Porción 79: La fiesta de los Matzót.

Texto áureo: Lv. 23.6-8

Lecturas para adultos en la semana:
Lv. 23.6-8; 2 Cr. 8; Lc. 12.1-31; Lc. 22; Hch. 12; 1 Co. 11.17-34

Descripción del tema:
1. La fiesta de los Matzót son siete días que siguen a la de Pésaj, en donde el primero es día de reposo (shabat) y el último también, sin importar el día de la semana que caiga. Aunque el shabat regular de la semana no se guarda como día de reposo, por estar entre los dos shabatot de la fiesta (primero y último día), no se podía dejar de estar pendiente de él para no perder la cuenta de días de la semana y a la vez celebrar el siguiente shabat regular luego de acabada la fiesta de los Matzót. Sin hacer esto era imposible celebrar la fiesta de Pentecostés después.

2. Aunque tradicionalmente matzót se traduce como ‘panes sin levadura’, en realidad es un pan que no se le ha permitido a la masa que fermente antes de ser horneado. Sabemos que la levadura acelera el proceso de fermentación, pero aún sin echársele levadura, a los 18 minutos, la masa de harina de cinco granos específicos que ya se han fermentado[1]. La fermentación de la masa de harina en hebreo se llama jametz (Ex. 13.3). Es así como esta fiesta se caracteriza por evitar esa fermentación en el hogar de aquellos que participan de ella. Este jametz es lo que hace que la masa de harina se infle esponjosamente, algo muy parecido a lo que el pecado produce en el hombre.

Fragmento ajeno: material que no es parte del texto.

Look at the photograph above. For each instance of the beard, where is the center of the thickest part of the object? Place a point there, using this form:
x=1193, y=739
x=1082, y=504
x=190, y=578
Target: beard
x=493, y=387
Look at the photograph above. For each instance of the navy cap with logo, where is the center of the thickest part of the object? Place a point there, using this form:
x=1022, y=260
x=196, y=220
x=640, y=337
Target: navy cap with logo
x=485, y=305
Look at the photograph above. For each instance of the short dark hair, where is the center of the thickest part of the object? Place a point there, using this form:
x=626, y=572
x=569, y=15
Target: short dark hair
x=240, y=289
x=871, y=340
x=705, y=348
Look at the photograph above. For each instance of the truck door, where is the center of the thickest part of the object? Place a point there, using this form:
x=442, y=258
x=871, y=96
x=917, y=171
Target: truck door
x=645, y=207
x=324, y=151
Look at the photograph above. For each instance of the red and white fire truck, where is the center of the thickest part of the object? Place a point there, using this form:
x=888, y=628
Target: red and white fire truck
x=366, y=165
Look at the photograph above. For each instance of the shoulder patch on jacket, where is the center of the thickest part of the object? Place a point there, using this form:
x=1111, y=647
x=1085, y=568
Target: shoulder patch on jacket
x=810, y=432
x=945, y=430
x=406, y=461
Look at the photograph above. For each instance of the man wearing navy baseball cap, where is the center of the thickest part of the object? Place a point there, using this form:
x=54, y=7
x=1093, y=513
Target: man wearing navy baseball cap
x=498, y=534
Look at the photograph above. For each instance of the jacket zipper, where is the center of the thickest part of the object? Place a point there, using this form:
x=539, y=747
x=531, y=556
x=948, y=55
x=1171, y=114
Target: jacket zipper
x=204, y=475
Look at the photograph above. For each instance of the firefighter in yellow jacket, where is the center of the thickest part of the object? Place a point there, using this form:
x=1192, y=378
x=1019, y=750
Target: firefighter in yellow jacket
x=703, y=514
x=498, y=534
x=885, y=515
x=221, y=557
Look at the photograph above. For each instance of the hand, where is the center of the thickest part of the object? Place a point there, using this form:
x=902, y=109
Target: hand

3. Al analizar la fiesta de Pésaj (primer día) y la fiesta de los Matzót (siete días restantes), surge una pregunta: ¿qué tiene que ver el cordero de la liberación con los panes sin fermentar? El jametz tiene que ver con el orgullo y la arrogancia del ser humano que le hace sentirse inflado. Es muy difícil encontrar a alguien que es esclavo en una posición orgullosa, pues la propia condición le hace estar consciente de una situación que deteriora la autoestima. Sin embargo, la persona que sale a la libertad tiene el riesgo de sentirse orgullosa, por eso Dios quiere que su pueblo conecte una cosa con la otra, para que aprenda a prever esto. Cuando Jesús dijo que este pan (matzót) era su cuerpo se debe tener en cuenta que Él, siendo Dios, se hizo hombre y murió por nosotros tan solo por amor. Y esto nos habla precisamente de su gran humildad y humillación, es decir la actitud de su naturaleza y acción incuestionada. Realmente la libertad y el orgullo son incompatibles, porque la persona orgullosa siempre será esclava de su autodesvalorización y, por eso, reacciona orgullosamente. La persona verdaderamente libre no necesita de orgullo alguno, pues nada le puede detener. Siempre será capaz de utilizar cualquier crítica o cualquier “desierto” para crecer. Una persona arrogante y orgullosa es incapaz de servir a Dios o al hombre, porque constantemente se ve como el centro. En vez de servir a otros tratará de manipularles para que sea ella la servida.

4. En la noche que daba inicio al primer día de la fiesta de los Matzót (que era día de reposo), se hacía una cena especial donde se comía el cordero sacrificado el día anterior en la fiesta de Pascua[2], que se conoce como Seder Pésaj (Ex. 12.8)[3]. Esta cena tarda varias horas, pues consta de un orden donde cada elemento (cuatro diferentes copas de vino, hierbas amargas, matzót, cánticos y acciones de gracias) anuncian o hacen reflexionar sobre algo específico conectado a la salvación y a la libertad que viene de Dios.

Preguntas:
a) En relación con esta porción, ¿qué puede ver de especial y qué significado encuentra en Hch. 12.11?

b) La mayoría de las personas hablan de un pan y una copa de vino en la Pascua que celebró Jesús antes de la crucifixión. ¿Por qué cree usted que se mencionan dos en Lc. 22.17, 20?

c) Si Jesús fue crucificado y murió el día de Pésaj, ¿a qué reposo se refiere Jn. 19.31? A partir de su respuesta, haga una cronología de qué pasó entre los días de la muerte y la resurrección de Jesús.

d) Investigue en qué consisten las cuatro copas que se beben en la cena de Pascua e interprete qué tienen que anunciar en Jesús.


[1] Los cinco granos son: trigo, cebada, centeno, avena y escanda, también conocida como spelta.

[2] Una vez más le recordamos que el día hebreo o bíblico comienza con la puesta del sol del día anterior y termina en el ocaso de este.

[3] La palabra hebrea seder (סֵדֶר) significa ‘orden’ y hace referencia muchas veces al orden en que se hacen las fiestas, en especial la cena en que se come el cordero de Pésaj, la primera noche de Matzót.